Republican candidates have struggled to improve their standing with Hispanic voters, women and African-Americans. But as the campaign unfolds, Republicans are far outpacing Democrats in exploiting the world of “super PACs,” which, unlike candidates’ own campaigns, can raise unlimited sums from any donor, and which have so far amassed the bulk of the money in the election.

The 158 families each contributed $250,000 or more in the campaign through June 30, according to the most recent available Federal Election Commission filings and other data, while an additional 200 families gave more than $100,000. Together, the two groups contributed well over half the money in the presidential election -- the vast majority of it supporting Republicans.
And it goes on from there, noting that many of these elitist of the elite live in the same communities, run in the same social circles, and truly believe they are special individuals deserving of better treatment (which makes you wonder why they need to pay off politicians to protect their position and give them more advantages if they're truly that special).

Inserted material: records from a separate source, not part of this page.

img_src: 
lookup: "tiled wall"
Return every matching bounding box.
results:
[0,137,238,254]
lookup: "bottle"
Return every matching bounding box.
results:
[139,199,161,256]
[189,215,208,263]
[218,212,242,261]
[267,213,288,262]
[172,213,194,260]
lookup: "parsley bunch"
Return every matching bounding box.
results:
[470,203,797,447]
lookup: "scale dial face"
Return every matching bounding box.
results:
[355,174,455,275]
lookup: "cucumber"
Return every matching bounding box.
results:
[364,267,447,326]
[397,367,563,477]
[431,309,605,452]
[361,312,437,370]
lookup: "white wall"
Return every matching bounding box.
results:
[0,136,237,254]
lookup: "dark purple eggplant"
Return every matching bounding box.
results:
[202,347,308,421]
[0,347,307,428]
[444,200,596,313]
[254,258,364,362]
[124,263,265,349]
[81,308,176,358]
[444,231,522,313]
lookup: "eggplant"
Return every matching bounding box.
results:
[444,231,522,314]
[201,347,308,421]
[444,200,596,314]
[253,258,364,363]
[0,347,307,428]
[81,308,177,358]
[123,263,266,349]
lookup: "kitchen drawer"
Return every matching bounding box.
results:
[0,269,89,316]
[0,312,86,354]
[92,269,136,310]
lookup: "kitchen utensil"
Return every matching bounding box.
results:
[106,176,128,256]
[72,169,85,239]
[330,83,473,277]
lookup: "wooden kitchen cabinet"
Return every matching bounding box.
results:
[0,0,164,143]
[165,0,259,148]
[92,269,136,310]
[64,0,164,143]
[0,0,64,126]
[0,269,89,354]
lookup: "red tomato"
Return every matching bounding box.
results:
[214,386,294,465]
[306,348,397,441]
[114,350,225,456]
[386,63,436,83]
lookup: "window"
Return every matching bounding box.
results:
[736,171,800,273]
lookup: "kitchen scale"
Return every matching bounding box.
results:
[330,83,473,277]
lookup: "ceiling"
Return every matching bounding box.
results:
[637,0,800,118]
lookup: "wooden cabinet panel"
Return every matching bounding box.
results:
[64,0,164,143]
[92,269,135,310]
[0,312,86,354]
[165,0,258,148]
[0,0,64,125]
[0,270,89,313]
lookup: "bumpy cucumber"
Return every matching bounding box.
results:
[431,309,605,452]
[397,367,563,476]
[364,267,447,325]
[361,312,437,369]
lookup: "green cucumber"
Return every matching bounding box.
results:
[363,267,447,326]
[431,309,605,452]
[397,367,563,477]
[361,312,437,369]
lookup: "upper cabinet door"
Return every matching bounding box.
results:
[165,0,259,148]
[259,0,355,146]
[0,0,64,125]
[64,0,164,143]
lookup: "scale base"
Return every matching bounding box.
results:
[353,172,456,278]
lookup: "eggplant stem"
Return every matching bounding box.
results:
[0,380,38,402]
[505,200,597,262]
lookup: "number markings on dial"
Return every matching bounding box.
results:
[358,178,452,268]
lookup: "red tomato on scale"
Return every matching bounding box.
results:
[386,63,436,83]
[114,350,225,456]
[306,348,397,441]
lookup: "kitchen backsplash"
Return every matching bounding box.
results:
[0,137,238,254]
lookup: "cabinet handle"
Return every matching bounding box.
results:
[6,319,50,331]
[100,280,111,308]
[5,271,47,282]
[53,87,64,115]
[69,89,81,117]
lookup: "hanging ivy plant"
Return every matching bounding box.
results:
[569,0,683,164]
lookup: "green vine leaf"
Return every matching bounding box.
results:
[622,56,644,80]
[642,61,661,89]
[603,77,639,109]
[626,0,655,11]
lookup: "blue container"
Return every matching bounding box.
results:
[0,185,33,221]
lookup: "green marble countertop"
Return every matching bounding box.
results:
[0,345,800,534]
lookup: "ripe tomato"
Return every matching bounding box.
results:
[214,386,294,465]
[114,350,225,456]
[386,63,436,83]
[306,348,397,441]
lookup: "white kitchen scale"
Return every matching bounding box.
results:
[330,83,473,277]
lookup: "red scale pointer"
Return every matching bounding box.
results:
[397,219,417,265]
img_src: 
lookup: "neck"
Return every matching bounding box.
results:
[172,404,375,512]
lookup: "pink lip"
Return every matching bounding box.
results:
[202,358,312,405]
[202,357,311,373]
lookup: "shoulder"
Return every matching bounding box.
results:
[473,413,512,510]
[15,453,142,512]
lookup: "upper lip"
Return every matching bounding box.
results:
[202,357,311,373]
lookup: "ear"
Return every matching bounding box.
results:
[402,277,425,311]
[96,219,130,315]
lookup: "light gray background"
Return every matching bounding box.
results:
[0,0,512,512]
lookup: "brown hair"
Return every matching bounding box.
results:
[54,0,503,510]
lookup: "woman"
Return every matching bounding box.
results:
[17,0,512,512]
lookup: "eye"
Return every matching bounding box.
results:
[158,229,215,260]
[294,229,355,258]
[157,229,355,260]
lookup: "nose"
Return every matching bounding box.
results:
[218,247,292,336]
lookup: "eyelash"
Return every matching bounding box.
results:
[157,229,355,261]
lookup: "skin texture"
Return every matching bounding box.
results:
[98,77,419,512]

I was tipped off to this amazing story in this weekend's New York Times by the great Charlie Pierce, who wrote about it in his Esquire Politics column today, and Charlie also noted the silence of the Sunday talk shows on this story the day after it came out. It's almost like those in the corporate media depend on campaign ads from the SuperPacs set up by the super-rich described in this article, and therefore they don't want to give attention to the ridiculous levels of influence these handful of families have on our political process and the policies that exist as a result. Almost....

Pierce also reminds us of the absurdity of the reasoning behind the Citizens United decision, which allowed these SuperPACs under the theory that they were "independent" from individual candidates.
This is the only piece written so far on the 2016 elections that actually matters, because it makes clear and plain the fact that almost everything else written or broadcast on the subject resides in some vague narrative shadowland between fairy tales and theater criticism. And it also is a ringing tribute to the profound wisdom of Justice Anthony Kennedy who, as we never should forget, reassured us that:

"Independent expenditures do not lead to, or create the appearance of,​ quid pro quo corruption."
Noooooo, of course not. Scott Walker didn't drop out of the presidential race because he was losing donors right and left, but because he wanted to set a good example for the rest of the GOP, riiiight? And the Wisconsin Club for Growth shelled out $167,000 to help Rebecca Bradley win a Milwaukee County judgeship not because they wanted to help the Federalist Society hack advance in her career in the hopes that she would repay their favors after her buddy Scott Walker put her on the Wisconsin Supreme Court, but because they had a massive desire to guarantee fairness on the bench for their few dealings in Milwaukee County. Suuuuuure.

Anyone wonder why Robbin' Vos and the ALEC-owned WisGOPs in the State Legislature are having a hearing tomorrow on a bill that would do away with the independence of the Government Accountability Board and coordinate unlimited dark money to go toward "issues" in Wisconsin elections? After reading that New York Times article, you shouldn't have any questions at all, other than "Why aren't we breaking out the torches and pitchforks on these politicians and their scumbag puppetmasters?"